Many of the solutions tested in-house don’t meet the quality or regulatory bars to be added to the portfolio, says Englert. The collection currently reflects the popularity of smart caps, which passively capture a pill bottle being opened, and blister packages, for pill-by-pill tracking, which is where the shift to smart packaging began.  

But the portfolio will be expanding with the addition of other solution types—e.g., smart injectable therapy containers with a sensor-triggering plunger, smart metered-dose inhalers equipped with built-in sensors for tracking consumption patterns and daily use, and smart sharps containers that track injection adherence. There are even tabletop pill-dispensing devices with programmable alerts and reporting capabilities that will also remind individuals to take their blood pressure and have the reading sent to study teams via Bluetooth technology. 

A vast number of data platforms and patient information management systems exist on the market capable of receiving the signals sent from these various smart technologies, providing analytics that could potentially help study teams monitor and manage medication adherence, Englert says. Those will oftentimes be linked with a smartphone app that films the dosing event, or the interactive response technology system that manages patient randomization. 

The biggest issue in using any digital platform in the context of a clinical trial is to ensure it is “super secure,” says Englert, meaning it can meet all data security and privacy regulations in the jurisdictions where it is to be used. And those types of regulations are always changing and specific to a country and even the trial type. “You have to look at the use case.” 

Game-Changing Insights 

Englert likens advancements in the field to digital innovation across industries, like the evolution in how a pizza gets ordered and delivered. A decade ago, “I didn’t know it got to my house until it got to my house,” she says, “and now I can literally see that dot on my cell phone... [and] manage my expectations.” 

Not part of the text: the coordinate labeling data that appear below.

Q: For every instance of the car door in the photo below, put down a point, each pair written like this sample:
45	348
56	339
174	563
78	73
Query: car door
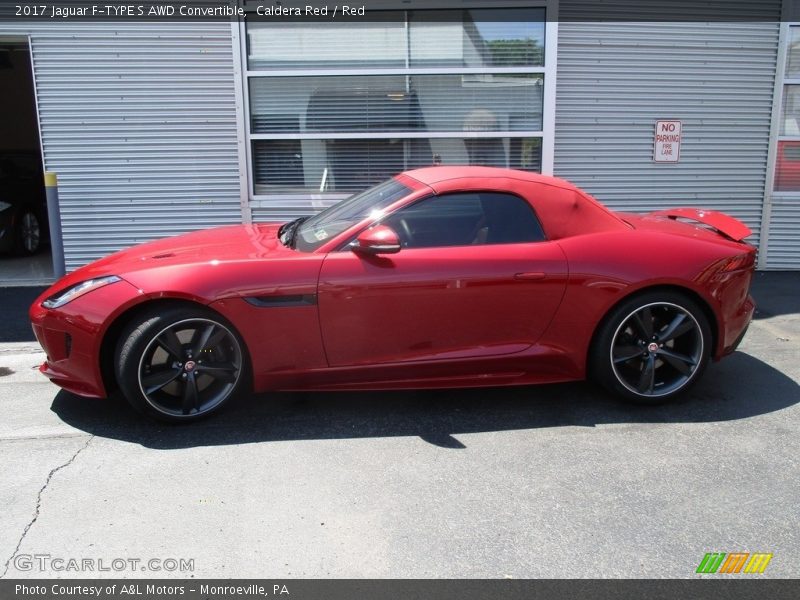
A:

But instead of harvesting insights to improve the customer experience with pizza delivery, technology can be repositioned to produce real-time insights about adherence with an investigational product, so study teams know “when and where to proactively intervene,” says Englert. “Those types of insights are going to change the game for clinical trials... and optimize them to be able to touch more people globally. 

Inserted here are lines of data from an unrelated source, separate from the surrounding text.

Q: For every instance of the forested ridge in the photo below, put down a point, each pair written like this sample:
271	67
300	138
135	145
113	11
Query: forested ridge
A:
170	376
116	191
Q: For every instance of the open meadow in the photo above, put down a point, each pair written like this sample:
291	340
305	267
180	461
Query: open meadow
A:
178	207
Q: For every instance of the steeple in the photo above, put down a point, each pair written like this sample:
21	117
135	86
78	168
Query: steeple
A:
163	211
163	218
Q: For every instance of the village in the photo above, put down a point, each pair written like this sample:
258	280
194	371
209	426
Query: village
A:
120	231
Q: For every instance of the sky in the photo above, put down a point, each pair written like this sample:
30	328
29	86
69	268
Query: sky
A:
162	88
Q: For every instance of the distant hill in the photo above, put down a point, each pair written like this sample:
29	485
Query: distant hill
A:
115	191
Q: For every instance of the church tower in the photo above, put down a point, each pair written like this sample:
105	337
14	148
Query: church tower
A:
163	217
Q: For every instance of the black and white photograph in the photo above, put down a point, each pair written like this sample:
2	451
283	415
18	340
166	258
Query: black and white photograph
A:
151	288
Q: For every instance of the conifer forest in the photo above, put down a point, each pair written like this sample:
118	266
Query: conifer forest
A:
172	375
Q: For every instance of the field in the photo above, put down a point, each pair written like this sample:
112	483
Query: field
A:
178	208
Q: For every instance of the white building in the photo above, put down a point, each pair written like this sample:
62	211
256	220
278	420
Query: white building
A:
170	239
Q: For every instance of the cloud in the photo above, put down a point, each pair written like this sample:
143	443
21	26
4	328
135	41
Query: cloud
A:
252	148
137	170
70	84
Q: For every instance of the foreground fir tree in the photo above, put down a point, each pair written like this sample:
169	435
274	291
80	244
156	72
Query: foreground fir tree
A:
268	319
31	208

“It really is a race against time here, and... a tremendous opportunity to transform clinical trials for tomorrow based on some of this meaningful innovation,” Englert continues. “It is all about making things customer-centric, or patient-centric... [as has been seen] in every other industry.” Smart packaging has the potential to “improve flexibility and agility... improve quality and reduce waste,” she adds, pointing to its ability to help companies reach their sustainability goals.  

Adoption of smart packaging is driven by both study design and objectives, she says. They are often a great fit for direct-to-patient trials, where participants are administering a therapy on their own at home, but also in cases where a dosing schedule is particularly complex to “mitigate the extra variables” that impinge on adherence. “Traditionally the way that clinical trial protocols would mitigate for this is either over-enroll or by focusing on education.”